Looking for breakthrough ideas for innovation challenges? Try Patsnap Eureka!

Sensitive word filtering method based on text content

A filtering method and technology for sensitive words, applied in special data processing applications, instruments, electrical digital data processing, etc., can solve the problems of poor flexibility, large number of Chinese characters, time-consuming and labor-intensive updating and maintenance of manual dictionaries, etc. , the effect of high recall

Active Publication Date: 2017-12-12
杭州言旭网络科技有限公司
View PDF3 Cites 30 Cited by
  • Summary
  • Abstract
  • Description
  • Claims
  • Application Information

AI Technical Summary

Problems solved by technology

[0002] The Internet provides people with a free, convenient and open space, and anyone can speak freely in the virtual world; therefore, a large amount of network information appears to people; One after another, it has caused a serious negative impact on society; sensitive information will be disseminated through various carriers, mainly including pictures, sounds, videos and texts; Carrying out melons cannot achieve good results.
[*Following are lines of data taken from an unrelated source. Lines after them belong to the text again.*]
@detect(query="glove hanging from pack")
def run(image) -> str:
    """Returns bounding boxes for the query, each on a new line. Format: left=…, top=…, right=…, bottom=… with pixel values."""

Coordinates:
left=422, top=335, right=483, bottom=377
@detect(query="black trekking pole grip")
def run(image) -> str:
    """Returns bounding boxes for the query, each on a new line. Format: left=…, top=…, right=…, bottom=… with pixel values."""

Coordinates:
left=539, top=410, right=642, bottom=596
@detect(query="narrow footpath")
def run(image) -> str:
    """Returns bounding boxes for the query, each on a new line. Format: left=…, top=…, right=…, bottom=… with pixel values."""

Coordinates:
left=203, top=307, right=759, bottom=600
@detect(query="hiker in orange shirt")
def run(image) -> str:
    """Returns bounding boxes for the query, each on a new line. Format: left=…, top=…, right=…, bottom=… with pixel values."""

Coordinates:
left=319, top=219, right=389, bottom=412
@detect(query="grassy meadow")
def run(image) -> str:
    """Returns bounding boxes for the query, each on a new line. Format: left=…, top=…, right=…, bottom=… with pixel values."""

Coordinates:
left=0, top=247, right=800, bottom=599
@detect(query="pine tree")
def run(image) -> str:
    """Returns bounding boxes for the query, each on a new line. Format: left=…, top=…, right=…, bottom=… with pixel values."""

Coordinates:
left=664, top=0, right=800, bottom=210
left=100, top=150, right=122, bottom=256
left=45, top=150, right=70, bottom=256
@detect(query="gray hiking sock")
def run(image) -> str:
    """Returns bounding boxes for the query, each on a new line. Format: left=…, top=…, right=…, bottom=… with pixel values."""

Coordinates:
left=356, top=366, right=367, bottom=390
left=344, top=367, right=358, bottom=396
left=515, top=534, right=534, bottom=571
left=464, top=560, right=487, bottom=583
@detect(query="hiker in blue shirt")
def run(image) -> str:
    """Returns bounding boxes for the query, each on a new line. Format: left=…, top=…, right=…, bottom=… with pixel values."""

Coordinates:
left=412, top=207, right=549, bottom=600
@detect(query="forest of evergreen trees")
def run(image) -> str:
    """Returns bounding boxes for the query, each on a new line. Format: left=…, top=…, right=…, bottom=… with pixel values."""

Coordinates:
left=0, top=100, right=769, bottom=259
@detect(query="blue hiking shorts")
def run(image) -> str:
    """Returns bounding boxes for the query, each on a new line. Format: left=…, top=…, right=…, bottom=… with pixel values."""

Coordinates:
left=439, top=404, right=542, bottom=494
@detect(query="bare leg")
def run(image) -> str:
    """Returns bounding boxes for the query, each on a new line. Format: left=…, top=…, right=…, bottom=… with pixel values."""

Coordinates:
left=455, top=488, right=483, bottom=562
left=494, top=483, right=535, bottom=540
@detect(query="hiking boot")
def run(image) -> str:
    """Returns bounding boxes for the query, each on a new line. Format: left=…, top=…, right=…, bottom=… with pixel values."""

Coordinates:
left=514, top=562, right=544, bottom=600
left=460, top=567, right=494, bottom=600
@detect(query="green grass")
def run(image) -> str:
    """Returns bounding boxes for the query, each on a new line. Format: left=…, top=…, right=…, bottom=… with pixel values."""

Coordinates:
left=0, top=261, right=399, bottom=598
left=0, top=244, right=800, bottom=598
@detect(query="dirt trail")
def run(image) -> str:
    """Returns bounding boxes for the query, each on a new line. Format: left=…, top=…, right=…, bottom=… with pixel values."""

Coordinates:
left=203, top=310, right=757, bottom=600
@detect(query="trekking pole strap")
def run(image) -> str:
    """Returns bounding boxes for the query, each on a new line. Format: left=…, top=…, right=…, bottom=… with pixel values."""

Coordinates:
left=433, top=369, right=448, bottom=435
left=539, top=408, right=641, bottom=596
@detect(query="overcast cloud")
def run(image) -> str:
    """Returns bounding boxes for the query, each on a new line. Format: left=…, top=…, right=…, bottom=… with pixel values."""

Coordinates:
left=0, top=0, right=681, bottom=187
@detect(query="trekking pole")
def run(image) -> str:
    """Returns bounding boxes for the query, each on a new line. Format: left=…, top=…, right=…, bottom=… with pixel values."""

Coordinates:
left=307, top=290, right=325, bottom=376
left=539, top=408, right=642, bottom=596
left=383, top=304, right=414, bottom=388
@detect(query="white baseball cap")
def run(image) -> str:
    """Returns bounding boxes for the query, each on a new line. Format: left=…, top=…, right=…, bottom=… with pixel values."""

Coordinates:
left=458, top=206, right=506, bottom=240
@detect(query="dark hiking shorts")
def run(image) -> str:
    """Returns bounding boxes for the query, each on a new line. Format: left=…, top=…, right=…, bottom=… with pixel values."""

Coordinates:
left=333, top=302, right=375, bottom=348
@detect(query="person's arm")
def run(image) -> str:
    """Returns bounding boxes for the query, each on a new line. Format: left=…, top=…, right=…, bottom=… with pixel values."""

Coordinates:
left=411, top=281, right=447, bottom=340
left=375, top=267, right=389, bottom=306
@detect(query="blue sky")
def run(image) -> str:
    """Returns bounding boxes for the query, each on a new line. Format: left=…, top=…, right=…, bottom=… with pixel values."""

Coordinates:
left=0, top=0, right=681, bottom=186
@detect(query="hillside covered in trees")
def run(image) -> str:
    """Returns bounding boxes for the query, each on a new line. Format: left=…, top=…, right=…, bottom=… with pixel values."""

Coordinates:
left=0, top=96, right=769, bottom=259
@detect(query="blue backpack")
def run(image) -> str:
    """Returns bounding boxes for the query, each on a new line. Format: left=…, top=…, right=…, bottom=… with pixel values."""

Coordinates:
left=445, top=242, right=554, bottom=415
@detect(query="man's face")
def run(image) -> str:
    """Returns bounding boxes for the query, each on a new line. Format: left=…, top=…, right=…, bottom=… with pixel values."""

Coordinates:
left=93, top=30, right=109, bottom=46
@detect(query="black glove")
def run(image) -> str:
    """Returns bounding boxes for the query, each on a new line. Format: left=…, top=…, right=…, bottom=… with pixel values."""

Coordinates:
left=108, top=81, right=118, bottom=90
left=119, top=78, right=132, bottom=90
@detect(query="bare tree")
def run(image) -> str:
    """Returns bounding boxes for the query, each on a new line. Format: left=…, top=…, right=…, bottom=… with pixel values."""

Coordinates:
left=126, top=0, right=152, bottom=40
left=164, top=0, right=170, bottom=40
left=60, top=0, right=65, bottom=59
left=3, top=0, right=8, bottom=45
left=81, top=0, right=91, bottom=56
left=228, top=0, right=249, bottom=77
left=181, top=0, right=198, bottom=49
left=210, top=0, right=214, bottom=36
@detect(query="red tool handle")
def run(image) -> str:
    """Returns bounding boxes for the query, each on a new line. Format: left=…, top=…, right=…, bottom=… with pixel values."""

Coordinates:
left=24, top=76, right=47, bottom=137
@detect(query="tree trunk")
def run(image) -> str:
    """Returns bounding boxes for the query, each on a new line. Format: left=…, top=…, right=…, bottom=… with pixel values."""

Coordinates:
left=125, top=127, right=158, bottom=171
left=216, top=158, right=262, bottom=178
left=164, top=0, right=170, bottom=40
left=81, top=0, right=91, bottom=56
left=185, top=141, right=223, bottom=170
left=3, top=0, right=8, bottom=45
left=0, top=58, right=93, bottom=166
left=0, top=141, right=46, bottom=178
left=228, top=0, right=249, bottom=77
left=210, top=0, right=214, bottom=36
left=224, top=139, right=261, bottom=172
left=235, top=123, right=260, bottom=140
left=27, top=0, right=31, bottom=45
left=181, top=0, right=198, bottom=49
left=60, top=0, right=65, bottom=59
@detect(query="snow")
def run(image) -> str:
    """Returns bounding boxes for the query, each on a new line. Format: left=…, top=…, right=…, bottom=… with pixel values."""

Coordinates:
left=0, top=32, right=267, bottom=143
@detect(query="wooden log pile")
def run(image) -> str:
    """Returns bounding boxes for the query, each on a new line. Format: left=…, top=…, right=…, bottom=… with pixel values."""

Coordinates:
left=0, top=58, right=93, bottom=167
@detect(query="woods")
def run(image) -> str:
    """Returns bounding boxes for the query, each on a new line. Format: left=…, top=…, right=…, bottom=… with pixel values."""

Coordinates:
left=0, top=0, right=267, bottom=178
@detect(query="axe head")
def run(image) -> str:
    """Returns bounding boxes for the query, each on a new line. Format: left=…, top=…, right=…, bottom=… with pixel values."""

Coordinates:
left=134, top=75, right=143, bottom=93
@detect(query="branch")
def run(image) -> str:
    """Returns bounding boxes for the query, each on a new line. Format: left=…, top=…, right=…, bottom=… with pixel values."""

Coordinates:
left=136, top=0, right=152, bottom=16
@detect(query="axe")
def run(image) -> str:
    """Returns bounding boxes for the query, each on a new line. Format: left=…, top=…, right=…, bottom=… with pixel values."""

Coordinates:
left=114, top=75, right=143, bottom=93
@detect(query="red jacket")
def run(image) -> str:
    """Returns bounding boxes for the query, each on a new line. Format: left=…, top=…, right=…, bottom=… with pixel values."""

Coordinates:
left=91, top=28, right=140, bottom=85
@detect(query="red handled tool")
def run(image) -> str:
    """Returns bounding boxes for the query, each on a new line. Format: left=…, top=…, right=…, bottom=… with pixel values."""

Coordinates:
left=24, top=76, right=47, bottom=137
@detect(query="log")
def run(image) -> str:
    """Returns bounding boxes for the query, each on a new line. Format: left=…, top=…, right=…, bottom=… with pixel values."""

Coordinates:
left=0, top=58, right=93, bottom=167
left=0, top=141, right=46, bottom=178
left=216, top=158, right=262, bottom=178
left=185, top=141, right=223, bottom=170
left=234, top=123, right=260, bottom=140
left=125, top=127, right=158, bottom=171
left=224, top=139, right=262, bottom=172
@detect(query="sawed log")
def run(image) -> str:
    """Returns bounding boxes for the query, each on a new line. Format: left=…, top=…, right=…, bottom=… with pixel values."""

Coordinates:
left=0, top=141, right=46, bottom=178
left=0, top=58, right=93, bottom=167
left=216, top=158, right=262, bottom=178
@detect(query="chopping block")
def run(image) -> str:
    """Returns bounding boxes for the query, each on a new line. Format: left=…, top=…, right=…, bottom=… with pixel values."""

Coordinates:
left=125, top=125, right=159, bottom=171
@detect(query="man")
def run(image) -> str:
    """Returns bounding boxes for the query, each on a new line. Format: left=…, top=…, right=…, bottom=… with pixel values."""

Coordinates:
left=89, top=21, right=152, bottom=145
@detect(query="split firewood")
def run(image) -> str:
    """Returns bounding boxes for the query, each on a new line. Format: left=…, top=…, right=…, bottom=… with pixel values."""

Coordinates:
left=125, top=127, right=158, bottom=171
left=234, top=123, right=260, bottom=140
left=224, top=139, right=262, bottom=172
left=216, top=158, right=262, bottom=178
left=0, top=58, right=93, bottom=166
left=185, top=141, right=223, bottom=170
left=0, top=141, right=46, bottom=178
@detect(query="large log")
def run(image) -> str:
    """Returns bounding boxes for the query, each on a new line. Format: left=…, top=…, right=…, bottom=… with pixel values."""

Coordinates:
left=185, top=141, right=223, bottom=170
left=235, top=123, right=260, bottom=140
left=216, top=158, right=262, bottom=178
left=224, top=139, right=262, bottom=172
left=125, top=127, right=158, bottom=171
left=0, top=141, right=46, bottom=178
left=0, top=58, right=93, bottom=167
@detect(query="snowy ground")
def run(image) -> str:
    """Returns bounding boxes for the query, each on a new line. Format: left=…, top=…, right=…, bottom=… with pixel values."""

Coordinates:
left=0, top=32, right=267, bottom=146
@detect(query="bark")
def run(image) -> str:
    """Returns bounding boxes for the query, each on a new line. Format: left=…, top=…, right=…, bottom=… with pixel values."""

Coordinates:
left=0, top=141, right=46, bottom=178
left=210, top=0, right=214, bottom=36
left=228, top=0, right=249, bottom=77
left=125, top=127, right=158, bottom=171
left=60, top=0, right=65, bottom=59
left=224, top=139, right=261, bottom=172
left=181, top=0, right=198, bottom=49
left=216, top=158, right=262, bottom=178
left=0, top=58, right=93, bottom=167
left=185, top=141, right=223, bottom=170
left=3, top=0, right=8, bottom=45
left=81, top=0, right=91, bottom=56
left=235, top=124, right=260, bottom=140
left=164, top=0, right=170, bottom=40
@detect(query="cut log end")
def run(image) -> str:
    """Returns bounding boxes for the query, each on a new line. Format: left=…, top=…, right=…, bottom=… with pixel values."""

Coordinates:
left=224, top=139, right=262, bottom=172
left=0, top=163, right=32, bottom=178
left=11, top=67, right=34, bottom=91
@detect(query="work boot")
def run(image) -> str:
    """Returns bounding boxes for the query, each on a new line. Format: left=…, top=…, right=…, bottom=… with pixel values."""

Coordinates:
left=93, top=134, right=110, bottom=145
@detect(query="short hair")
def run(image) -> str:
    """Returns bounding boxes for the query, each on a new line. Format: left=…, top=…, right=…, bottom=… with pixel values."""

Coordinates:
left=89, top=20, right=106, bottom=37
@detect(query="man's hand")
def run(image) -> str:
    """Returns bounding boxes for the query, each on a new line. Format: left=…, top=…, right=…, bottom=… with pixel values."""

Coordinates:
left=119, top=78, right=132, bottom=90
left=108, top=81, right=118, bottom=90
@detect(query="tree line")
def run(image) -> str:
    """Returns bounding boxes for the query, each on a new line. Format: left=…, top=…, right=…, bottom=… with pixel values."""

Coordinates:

The timely discovery, tracking and processing of sensitive information technically plays a pivotal role in reducing the harm of sensitive information on the Internet to society; therefore, in the field of information processing, sensitive information filtering has become a One of the urgent and important technical issues; since English words are separated by spaces, and English only contains 26 letters, there are no obvious separators between Chinese words except for the necessary punctuation marks; and The number of Chinese characters is huge, so many English sensitive information filtering algorithms are not suitable for filtering Chinese sensitive information; if you want to achieve better filtering of sensitive information, you must study a method that can be used in information sources, transmission channels, and receivers. All practical Chinese sensitive information filtering algorithm
[0003] The early text filtering technology is mainly a simple keyword matching and word frequency statistics method, this filtering method is relatively simple; in the single pattern matching algorithm, the more classic ones are: BF algorithm, KMP algorithm, BM algorithm, etc.; in multi-pattern matching Among the algorithms, the more classic ones are: AC algorithm, CW algorithm, WM algorithm, etc. These algorithms can successfully match keywords to a certain extent, but there are high time complexity, slow matching speed in practical applications, poor flexibility, and practical problems. Problems such as application difficulties; Later, some scholars used text classification technology to filter text sensitive information; firstly, text features were extracted, and texts were divided into several categories according to their characteristics, and then the sensitivity of text was judged according to which category it belonged to. Then the sensitive text is filtered out; a large number of classification algorithms have also appeared in text classification technology, such as AP clustering algorithm, K-means algorithm based on vector space model and suffix tree (STC) algorithm based on etc.; these algorithms are very important for identifying sensitive text It has made great contributions; but it can't do anything about the sensitive words in the text; there is also a more common filtering method to remove stop words, transliterated words, etc. from the text; and there is no obvious word boundary in the Chinese text, It is difficult to identify sensitive words not included in the dictionary by using the word segmentation method, and it is time-consuming and labor-intensive to update and maintain the artificial dictionary; therefore, there are great obstacles in the word segmentation technology itself, in some short texts, such as Weibo, instant chat People often use stop words such as modal particles and particle words and some emotional punctuation marks on online platforms such as information and circle of friends. If preprocessing operations such as removing stop words and symbols are performed on such texts, users The experience is obviously much worse, and the practicality is not extensive

Method used

the structure of the environmentally friendly knitted fabric provided by the present invention; figure 2 Flow chart of the yarn wrapping machine for environmentally friendly knitted fabrics and storage devices; image 3 Is the parameter map of the yarn covering machine
View more

Image

Smart Image Click on the blue labels to locate them in the text.
Viewing Examples
Smart Image
  • Sensitive word filtering method based on text content
  • Sensitive word filtering method based on text content
  • Sensitive word filtering method based on text content

Examples

Experimental program
Comparison scheme
Effect test

Embodiment Construction

[0048] The present invention will be further described below in conjunction with the accompanying drawings and specific embodiments.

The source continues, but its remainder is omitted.